HAQM Rekognition Content Moderation, a capability of HAQM Rekognition, automates and streamlines image and video moderation workflows without requiring machine learning (ML) experience. In this post, we explain the common practice of live stream visual moderation with a solution that uses the HAQM Rekognition Image API to moderate live streams. You can deploy this solution to your AWS account using the AWS Cloud Development Kit (AWS CDK) package available in our GitHub repo.
Moderate live stream visual content
The most common approach for UGC live stream visual moderation involves sampling images from the stream and utilizing image moderation to receive near-real-time results. Live stream platforms can use flexible rules to moderate visual content. For instance, platforms with younger audiences might have strict rules about adult content and certain products, whereas others might focus on hate symbols. These platforms establish different rules to match their policies effectively. Combining human and automatic review, a hybrid process is a common design approach. Certain streams will be stopped automatically, but human moderators will also assess whether a stream violates platform policies and should be deactivated.

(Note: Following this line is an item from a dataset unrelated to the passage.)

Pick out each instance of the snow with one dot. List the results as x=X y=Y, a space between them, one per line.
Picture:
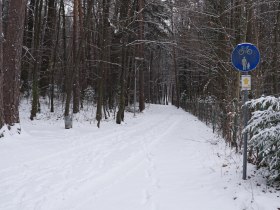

The following diagram illustrates the conceptual workflow of a near-real-time moderation system, designed with loose coupling to the live stream system.
The workflow contains the following steps:
- The live stream service (or the client app) samples image frames from video streams based on a specific interval.
- A rules engine evaluates moderation guidelines, determining the frequency of stream sampling and the applicable moderation categories, all within predefined policies. This process involves the utilization of both ML and non-ML algorithms.
- The rules engine alerts human moderators upon detecting violations in the video streams.
- Human moderators assess the result and deactivate the live stream.
Moderating UGC live streams is distinct from classic video moderation in media. It caters to diverse regulations. How frequently images are sampled from video frames for moderation is typically determined by the platform’s Trust & Safety policy and the service-level agreement (SLA). For instance, if a live stream platform aims to stop channels within 3 minutes for policy violations, a practical approach is to sample every 1–2 minutes, allowing time for human moderators to verify and take action. Some platforms require flexible moderation frequency control. For instance, highly reputable streamers may need less moderation, whereas new ones require closer attention. This also enables cost-optimization by reducing sampling frequency.
Cost is an important consideration in any live stream moderation solution. As UGC live stream platforms rapidly expand, moderating concurrent streams at a high frequency can raise cost concerns. The solution presented in this post is designed to optimize cost by allowing you to define moderation rules to customize sample frequency, ignore similar image frames, and other techniques.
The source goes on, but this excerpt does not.